Con un gozo profundo y pacífico, Pablo escribe su Epístola a los Filipenses, a partir de circunstancias que en sí mismas tenderían más bien a la miseria y al desánimo. Encarcelado en Roma, se consideraba prisionero del Señor, puesto allí por la sabiduría divina para llevar a cabo la voluntad y la obra de Dios. Por lo tanto, su alegría proviene de la fuente más alta: su soledad y esclavitud, pero dan ocasión a la comunión más constante y real de la presencia de Dios, y su copa rebosa.

Los filipenses también lo habían conocido al principio como perseguido por causa de Cristo, y cuán real fue un consuelo para su alma que esto solo aumentara su apego a él, en lugar de asustarlos. Este apego había sido inquebrantable desde ese momento, hasta ahora, habiendo pasado once años desde que los visitó por primera vez con el Evangelio. Esto, que podemos entender fácilmente, aumentaría la alegría con la que les escribe.
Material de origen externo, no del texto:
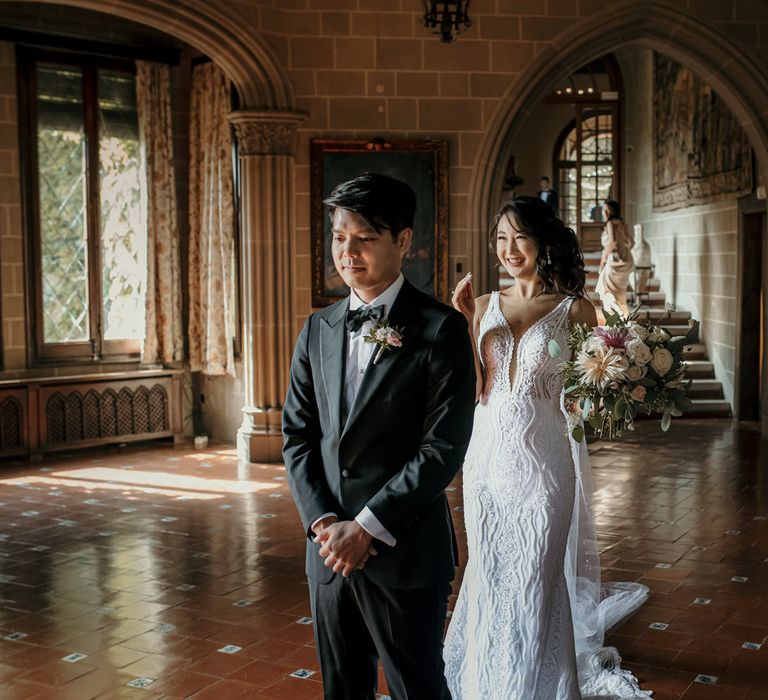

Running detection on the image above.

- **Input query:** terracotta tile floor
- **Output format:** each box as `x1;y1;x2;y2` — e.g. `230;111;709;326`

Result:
0;421;768;700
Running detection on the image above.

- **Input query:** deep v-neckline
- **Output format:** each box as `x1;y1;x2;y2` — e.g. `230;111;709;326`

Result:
496;292;570;393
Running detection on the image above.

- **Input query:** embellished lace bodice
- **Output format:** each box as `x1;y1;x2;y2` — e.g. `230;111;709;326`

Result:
444;292;646;700
477;292;573;407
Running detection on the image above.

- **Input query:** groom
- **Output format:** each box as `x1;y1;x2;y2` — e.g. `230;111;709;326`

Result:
283;174;475;700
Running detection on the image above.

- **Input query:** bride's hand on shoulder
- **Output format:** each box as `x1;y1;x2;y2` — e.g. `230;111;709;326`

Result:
451;272;476;327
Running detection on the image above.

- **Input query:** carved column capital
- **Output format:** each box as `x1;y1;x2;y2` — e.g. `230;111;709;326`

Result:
229;110;307;156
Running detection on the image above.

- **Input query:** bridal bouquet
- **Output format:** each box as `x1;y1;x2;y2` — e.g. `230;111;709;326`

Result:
549;312;698;442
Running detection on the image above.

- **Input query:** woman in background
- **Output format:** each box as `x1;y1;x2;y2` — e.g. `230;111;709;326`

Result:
595;199;635;316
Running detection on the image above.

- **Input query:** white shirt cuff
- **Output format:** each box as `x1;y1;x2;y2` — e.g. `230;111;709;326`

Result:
355;506;397;547
309;513;339;532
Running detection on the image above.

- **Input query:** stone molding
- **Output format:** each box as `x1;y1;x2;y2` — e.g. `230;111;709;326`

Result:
229;110;307;156
468;0;768;293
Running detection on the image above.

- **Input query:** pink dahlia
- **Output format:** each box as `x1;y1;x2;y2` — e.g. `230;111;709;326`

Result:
593;326;631;350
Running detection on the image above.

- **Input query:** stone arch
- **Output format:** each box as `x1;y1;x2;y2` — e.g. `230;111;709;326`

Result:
467;0;768;291
0;0;294;110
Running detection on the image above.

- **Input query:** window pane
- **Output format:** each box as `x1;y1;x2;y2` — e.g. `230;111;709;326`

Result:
98;70;147;340
36;64;90;343
558;166;577;229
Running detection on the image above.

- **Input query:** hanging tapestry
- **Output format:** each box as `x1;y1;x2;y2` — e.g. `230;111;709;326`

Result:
653;53;752;211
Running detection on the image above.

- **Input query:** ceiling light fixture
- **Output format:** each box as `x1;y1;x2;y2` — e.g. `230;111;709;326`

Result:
424;0;472;44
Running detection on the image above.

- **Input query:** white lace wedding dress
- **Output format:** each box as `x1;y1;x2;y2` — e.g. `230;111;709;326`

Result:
444;292;649;700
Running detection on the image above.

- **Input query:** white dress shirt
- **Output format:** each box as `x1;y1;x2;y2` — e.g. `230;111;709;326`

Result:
312;273;405;547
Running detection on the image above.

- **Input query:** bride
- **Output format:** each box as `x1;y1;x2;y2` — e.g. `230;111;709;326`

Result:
444;197;650;700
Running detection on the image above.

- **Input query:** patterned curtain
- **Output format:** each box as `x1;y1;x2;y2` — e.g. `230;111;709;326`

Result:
136;61;184;362
189;63;235;376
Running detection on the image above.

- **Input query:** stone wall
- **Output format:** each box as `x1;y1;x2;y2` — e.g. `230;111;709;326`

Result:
619;48;739;402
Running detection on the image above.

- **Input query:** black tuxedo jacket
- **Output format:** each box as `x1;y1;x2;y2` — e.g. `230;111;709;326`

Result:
283;281;475;588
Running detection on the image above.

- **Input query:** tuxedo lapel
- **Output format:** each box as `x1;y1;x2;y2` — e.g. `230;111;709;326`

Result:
320;300;349;435
343;280;418;434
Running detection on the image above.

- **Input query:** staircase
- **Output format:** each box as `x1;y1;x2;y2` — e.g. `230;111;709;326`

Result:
584;252;731;418
499;251;732;418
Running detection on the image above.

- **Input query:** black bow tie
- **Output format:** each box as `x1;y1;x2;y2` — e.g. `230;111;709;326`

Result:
346;304;386;333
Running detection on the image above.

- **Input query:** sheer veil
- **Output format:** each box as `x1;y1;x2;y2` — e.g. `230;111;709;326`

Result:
561;396;651;700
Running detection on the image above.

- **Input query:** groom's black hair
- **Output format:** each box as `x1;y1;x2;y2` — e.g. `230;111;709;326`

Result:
323;173;416;237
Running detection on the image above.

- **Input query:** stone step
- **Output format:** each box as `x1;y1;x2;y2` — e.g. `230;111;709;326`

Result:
683;343;709;362
685;358;715;379
686;379;723;400
685;399;732;418
638;306;691;324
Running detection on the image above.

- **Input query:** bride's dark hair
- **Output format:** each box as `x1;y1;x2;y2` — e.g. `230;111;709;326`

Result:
490;197;586;297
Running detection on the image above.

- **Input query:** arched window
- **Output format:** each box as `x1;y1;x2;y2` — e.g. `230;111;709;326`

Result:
549;56;621;249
La epístola es claramente pastoral, refrescante, alentadora, en lugar de corregir o exponer las doctrinas del cristianismo. La experiencia consistente con la doctrina es más propiamente el tema aquí, no de hecho la experiencia de cada cristiano, pero la experiencia normalmente engendrada por el conocimiento de Cristo. El mismo Pablo aparece como ejemplo de esta experiencia; ¿Y quién puede dejar de ver que esto tiene la intención de mover decididamente nuestras almas a seguir su ejemplo?